One of the case studies on BuildOnline focuses on the development of
Cathedral Quarter (pictured), one of Belfast's oldest districts.

        If claims were horses, of course, online beggars would ride. BuildOnline.com, though, does a solid job of illustrating what its offerings could mean. That illustration is in the four main sections' "case studies" (which rapidly download in Adobe Acrobat). They're both meaty and smartly brief, running only a page in length.
        One study, for example, details how Dublin-based Waingap Contracts used TradeOnline to issue an RFQ for scaffolding for a Central London refurbishment project. Waingap reports that it awarded the work in two weeks, half its offline norm.
        Another study centers on Laganside Corp.'s use of ProjectsOnline in the developing Belfast's Cathedral Quarter. Says Paschal Mahoney of Mahoney Architecture, one of the collaborating firms, "For the first time, all the different parties in a project can be brought together online . . . avoid[ing] unnecessary delays in the exchange of drawings and documentation."

Where the Money Is

Who can play here, and where's the money?
        "All members of the construction community can access and use BuildOnline services," the site explains. "Designers, specifiers, general contractors and subcontractors . . . are currently the primary users of [our] project collaboration services," it adds.
        Unlike some similar sites, BuildOnline.com doesn't take a percentage of each online transaction. Where it makes its daily bread is in licensing its four-pronged software suite, including "provid[ing] training and advice in transferring to Web-based processes." By licensing technology, sites like BuildOnline.com enable SMEs to obtain outsourced R&D expertise, making them far bigger players than many could otherwise afford.
        Also auguring well for BuildOnline's survival is its sizable corporate war chest. Earlier this year, the site obtained third-round funding of $13.8 million. That sharply contrasts with competitors like Jackhamma.com, a British construction site that folded in May after investor interest dried up.

Is This the Right Model?

Is this the right model for European B2B survival?
        Some think so. Jupiter Research (www.jup.com), for example, named BuildOnline "one of the 10 most likely B2Bs in Europe to succeed."
        Other European competitors, however, have adopted different models. Eu-supply.com
(www.eu-supply.com), for example, focuses on procurement, while thebuilding-site.com (www.thebuilding-site.com) has gone after the largely overlooked residential construction sub-sector. (And then there are the European real estate B2Bs seemingly born with "Born to Be Bought Up" tattooed on their foreheads.) What hasn't emerged in all of B2B real estate is the one-stop-online-shop model that many envisioned. That in part reflects our old friend fragmentation. Few companies have one person overseeing every aspect of project construction. Somewhere down the line, though, some B2B player will concoct the formula to service the entire supply chain, from project conception to completion.

Has Idea's Time Come?

Online one-stop shops, though, are not where we are now. Where BuildOnline.com is, though - speeding up and smoothing out construction and property processes - seems a solid spot.
        The market will rule, of course. BuildOnline is projecting a profit by 2002. In all likelihood, marketplace realities will demand that.
        But there's another market demand here: B2B construction - indeed, B2B real estate - is an idea whose time has come. Its potential pluses fairly scream - particularly in a sector in which time is everything and razor-thin margins are the norm.

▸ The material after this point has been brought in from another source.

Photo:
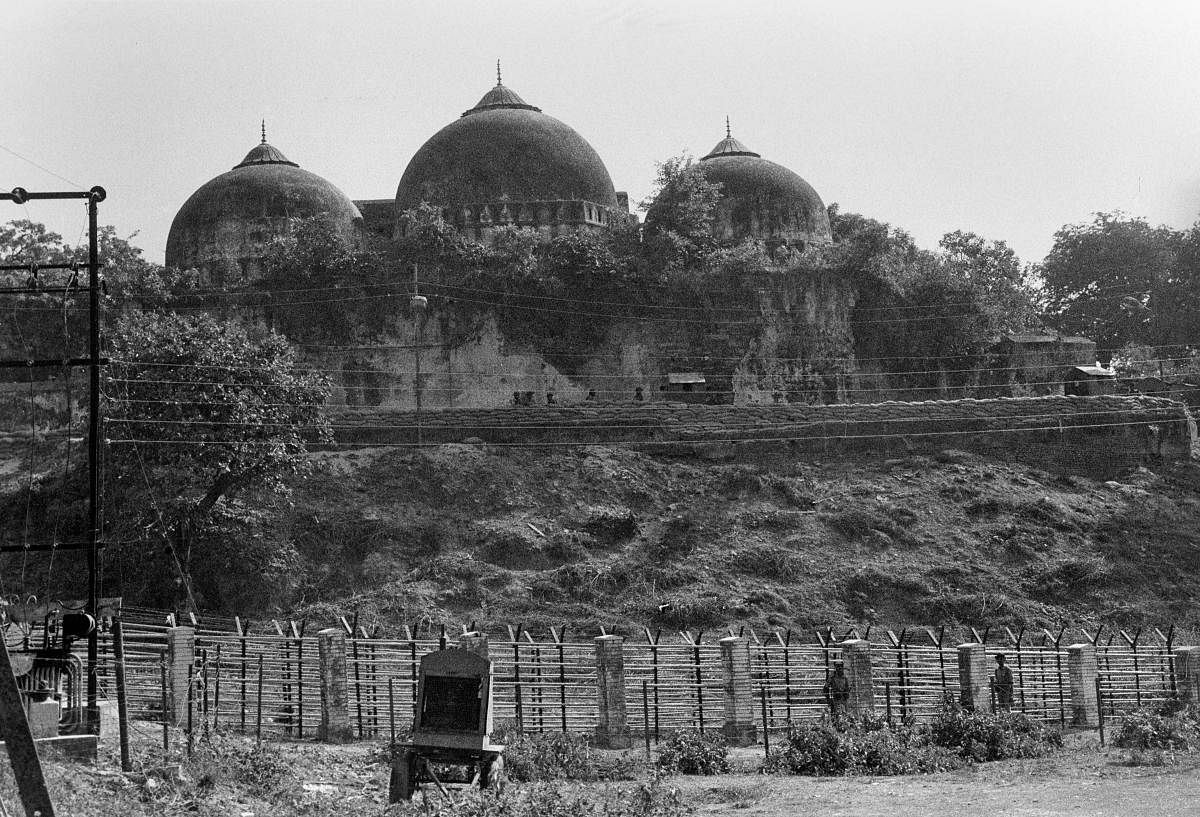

        That, though, doesn't mean that first movers like BuildOnline.com will automatically reap the benefits. Late movers, however, likely face a grimmer fate, one described in A Goldman Sachs' B2B e-commerce "Investment Report."
        "To take advantage [of B2B e-commerce's] efficiency gains, companies will have to start adapting both their cultures and their systems," the report said. "Those who wait for mature models to develop are likely to get left behind, as such changes take around a year to implement fully. By [adapting] a year after the first company has adapted, other companies are effectively two years behind."
        And that report was released more than a year ago.